Pancras Otoo Papi

Personal information
- Full name: Pancras Otoo Papi
- Date of birth: 12 May 1999 (age 26)
- Place of birth: Accra, Ghana
- Height: 1.72 m (5 ft 8 in)
- Position: Forward

Youth career
- Feyenoord Academy
- 0000–2017: One World Football Academy
- 2017–2018: Alfenense

Senior career*
- Years: Team / Apps / (Gls)
- 2017: WAFA / 4 / (0)
- 2018–2019: Oriental Dragon / 16 / (2)
- 2019–2020: Sobrado / 15 / (1)
- 2020–2021: São Pedro Cova / 16 / (3)
- 2021–2022: Idanhense / 17 / (2)
- 2022–2023: Leça / 11 / (1)
- 2023: São Martinho / 11 / (0)
- 2023–2024: Vila Real / 26 / (1)
- 2024: AFC Câmpulung Muscel / 6 / (0)

International career
- 2019: Ghana U20 / 2 / (0)

= Pancras Otoo Papi =

Ghanaian footballer

Pancras Otoo Papi (born 12 May 1999) is a Ghanaian professional footballer who plays as a forward.

== Club career ==
Papi began his youth career at One World Football Academy and later moved to Feyenoord Academy, got promoted and debuted for the senior team WAFA.

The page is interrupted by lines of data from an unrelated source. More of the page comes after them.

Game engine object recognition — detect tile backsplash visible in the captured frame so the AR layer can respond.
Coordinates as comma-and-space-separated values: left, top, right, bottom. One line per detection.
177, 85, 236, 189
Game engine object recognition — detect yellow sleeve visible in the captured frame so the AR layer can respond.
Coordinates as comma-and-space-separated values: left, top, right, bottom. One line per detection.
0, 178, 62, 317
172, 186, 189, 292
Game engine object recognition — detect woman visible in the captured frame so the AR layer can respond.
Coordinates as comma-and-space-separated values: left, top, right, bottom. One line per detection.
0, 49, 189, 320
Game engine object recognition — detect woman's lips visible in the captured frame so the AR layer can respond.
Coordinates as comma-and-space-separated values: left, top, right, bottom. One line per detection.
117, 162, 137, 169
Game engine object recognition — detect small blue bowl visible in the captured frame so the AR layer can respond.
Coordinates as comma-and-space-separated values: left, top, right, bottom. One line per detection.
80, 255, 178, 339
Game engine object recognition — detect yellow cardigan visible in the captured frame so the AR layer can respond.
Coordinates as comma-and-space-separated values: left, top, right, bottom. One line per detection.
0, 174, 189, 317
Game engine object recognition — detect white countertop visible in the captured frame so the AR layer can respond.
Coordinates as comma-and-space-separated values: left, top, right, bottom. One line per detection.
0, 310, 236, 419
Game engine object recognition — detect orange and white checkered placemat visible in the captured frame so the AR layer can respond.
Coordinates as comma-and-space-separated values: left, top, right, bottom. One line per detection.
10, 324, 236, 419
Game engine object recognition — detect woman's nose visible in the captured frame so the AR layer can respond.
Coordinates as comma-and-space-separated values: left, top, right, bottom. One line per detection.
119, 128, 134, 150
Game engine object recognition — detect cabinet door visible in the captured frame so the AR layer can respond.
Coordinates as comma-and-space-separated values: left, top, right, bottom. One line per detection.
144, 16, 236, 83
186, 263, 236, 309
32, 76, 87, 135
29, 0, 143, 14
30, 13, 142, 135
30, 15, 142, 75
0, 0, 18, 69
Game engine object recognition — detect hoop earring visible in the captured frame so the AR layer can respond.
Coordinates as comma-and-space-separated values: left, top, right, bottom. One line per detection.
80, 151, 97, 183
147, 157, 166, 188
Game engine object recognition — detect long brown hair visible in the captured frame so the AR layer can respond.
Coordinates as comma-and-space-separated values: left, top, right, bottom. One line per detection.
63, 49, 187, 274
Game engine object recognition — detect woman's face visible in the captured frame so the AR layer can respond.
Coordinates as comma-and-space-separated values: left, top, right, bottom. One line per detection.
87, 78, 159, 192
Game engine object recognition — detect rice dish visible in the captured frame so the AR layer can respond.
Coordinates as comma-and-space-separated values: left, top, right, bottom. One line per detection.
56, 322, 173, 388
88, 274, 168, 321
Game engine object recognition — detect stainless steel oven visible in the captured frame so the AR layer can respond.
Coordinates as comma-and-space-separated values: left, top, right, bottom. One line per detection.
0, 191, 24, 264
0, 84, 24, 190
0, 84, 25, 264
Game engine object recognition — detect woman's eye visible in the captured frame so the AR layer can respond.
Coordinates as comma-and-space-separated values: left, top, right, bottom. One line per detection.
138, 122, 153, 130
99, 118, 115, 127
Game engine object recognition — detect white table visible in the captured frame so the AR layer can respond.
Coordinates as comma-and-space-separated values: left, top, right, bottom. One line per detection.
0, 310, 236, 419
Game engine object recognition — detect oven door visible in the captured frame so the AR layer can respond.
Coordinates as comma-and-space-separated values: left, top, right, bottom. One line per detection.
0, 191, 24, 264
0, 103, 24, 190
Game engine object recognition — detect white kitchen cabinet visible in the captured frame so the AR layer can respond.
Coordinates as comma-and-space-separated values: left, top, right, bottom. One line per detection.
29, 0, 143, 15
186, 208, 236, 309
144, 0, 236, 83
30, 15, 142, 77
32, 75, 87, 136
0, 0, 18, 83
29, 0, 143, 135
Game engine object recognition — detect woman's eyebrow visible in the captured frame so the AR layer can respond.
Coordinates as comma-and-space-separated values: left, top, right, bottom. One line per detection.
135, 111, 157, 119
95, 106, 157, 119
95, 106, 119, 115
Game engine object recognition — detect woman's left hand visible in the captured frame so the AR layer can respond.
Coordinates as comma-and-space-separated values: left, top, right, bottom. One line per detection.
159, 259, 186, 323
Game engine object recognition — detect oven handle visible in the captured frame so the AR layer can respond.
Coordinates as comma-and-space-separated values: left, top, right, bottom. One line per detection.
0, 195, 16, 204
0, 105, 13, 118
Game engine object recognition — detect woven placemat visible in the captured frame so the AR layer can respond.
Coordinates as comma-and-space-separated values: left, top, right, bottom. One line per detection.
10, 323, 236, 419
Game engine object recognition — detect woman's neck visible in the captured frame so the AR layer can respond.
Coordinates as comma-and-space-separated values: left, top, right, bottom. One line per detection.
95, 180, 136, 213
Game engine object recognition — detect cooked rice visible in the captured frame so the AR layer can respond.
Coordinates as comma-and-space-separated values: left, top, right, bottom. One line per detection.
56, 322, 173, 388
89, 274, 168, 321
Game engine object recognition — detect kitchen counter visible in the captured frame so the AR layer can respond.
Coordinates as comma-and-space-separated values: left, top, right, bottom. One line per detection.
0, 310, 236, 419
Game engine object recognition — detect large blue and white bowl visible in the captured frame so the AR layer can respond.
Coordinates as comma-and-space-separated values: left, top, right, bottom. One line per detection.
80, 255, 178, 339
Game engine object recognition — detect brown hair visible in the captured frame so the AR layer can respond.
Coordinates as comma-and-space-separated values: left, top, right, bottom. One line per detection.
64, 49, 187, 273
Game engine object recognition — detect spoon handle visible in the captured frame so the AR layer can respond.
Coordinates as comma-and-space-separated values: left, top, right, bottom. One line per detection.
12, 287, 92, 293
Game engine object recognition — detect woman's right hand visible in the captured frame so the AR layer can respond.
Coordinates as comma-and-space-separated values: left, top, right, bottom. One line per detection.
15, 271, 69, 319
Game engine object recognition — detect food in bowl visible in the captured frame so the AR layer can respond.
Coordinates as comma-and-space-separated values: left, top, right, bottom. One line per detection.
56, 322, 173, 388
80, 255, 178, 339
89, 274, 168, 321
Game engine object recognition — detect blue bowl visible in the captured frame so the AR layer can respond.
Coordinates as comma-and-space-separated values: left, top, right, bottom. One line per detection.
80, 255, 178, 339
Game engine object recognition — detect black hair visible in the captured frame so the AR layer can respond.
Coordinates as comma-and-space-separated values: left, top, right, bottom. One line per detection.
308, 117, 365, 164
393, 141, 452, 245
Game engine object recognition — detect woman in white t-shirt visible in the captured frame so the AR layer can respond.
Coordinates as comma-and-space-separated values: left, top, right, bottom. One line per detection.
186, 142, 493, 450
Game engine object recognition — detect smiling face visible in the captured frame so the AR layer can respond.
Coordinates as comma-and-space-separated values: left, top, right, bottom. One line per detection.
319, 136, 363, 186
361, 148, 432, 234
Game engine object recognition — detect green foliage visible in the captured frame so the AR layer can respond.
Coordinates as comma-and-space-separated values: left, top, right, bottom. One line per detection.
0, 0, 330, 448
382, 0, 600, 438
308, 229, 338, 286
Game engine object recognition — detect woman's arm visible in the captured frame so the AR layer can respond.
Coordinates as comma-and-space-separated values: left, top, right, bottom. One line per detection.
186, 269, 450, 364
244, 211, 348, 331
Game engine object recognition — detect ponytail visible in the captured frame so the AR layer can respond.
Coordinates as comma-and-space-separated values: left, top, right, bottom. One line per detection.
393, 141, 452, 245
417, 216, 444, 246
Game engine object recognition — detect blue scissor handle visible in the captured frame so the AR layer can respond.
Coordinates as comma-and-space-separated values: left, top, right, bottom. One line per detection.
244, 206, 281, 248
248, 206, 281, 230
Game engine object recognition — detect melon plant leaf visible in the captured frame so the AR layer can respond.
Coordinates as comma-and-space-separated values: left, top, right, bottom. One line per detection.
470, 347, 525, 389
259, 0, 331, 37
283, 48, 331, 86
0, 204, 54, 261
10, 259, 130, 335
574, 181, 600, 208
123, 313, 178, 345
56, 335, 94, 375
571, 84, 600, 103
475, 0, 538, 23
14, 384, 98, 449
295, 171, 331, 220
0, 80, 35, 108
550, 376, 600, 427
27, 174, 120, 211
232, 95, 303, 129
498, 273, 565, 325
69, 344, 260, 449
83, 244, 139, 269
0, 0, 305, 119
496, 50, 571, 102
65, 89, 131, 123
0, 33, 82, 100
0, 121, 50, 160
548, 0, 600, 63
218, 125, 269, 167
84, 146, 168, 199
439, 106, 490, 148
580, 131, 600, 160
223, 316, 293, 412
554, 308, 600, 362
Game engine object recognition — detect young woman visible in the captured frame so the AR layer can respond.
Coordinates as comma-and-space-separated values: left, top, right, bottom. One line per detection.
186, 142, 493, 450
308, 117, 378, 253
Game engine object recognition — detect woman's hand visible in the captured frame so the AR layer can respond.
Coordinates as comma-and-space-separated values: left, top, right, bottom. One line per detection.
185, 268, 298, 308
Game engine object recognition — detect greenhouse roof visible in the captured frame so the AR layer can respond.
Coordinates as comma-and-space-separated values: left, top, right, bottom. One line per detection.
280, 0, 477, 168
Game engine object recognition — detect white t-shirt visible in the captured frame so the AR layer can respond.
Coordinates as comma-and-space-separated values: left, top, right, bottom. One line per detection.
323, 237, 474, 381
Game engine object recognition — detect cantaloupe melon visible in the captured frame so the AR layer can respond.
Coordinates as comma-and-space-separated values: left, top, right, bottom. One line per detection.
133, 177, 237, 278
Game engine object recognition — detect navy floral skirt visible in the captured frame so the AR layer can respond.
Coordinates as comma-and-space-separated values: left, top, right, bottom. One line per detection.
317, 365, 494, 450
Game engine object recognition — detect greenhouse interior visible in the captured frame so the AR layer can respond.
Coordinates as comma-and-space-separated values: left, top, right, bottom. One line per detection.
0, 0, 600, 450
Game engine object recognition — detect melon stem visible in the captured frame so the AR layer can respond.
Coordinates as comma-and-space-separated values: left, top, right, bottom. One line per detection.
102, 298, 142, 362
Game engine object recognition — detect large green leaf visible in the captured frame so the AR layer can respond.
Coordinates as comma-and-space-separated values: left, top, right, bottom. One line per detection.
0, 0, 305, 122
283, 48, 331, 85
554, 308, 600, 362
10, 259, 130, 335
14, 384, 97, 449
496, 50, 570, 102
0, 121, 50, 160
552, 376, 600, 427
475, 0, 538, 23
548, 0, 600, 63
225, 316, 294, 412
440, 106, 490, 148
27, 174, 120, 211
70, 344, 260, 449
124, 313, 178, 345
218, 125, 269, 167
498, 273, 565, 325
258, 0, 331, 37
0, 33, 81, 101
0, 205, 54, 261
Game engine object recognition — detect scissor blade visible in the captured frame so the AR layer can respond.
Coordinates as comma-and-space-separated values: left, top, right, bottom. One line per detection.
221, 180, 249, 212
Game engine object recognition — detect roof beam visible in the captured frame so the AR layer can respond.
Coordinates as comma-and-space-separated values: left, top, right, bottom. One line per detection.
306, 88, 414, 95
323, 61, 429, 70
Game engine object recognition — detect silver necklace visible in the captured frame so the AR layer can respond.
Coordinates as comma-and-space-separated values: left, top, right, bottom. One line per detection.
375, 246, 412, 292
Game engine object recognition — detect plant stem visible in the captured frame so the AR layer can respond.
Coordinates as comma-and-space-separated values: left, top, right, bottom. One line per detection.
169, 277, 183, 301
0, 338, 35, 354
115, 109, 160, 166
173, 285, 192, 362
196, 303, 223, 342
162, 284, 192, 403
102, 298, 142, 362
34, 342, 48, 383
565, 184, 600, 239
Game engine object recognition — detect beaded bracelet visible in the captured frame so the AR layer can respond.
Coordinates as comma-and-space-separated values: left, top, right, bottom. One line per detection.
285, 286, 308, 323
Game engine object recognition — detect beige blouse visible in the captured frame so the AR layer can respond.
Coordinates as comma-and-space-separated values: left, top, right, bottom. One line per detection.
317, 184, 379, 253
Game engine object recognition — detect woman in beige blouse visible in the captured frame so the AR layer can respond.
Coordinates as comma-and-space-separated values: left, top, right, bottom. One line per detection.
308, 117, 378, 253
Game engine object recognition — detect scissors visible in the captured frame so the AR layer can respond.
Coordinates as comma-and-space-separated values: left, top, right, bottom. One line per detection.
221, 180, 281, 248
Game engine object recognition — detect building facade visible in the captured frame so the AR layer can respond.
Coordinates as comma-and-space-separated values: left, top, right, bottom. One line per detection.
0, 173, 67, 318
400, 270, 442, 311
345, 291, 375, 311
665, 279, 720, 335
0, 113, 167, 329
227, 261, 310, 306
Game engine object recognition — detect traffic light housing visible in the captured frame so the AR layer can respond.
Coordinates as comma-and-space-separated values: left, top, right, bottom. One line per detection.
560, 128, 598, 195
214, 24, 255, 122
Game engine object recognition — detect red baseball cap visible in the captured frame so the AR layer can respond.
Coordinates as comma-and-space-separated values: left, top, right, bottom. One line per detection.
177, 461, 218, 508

He then moved to Europe with a stint at Portuguese club Atlético Clube Alfenense, followed by a move to Oriental Dragon in July 2018 on a one-year contract, with an option to extend for an additional year.

On the start day of the winter transfer window of 2019, Papi moved to fellow league club Sobrado.

On 1 July 2020, he transferred to AD São Pedro Da Cova.

On 1 July 2021, he joined Portuguese side Clube União Idanhense on a year deal.

Prior to the start of the 2022–23 Campeonato de Portugal, Papi joined Leça FC.

Papi signed for São Martinho which compete in the Campeonato de Portugal in 2023.

==International career==
Papi earned a Ghana U20 call up ahead of the 2019 WAFU Zone B Tournament.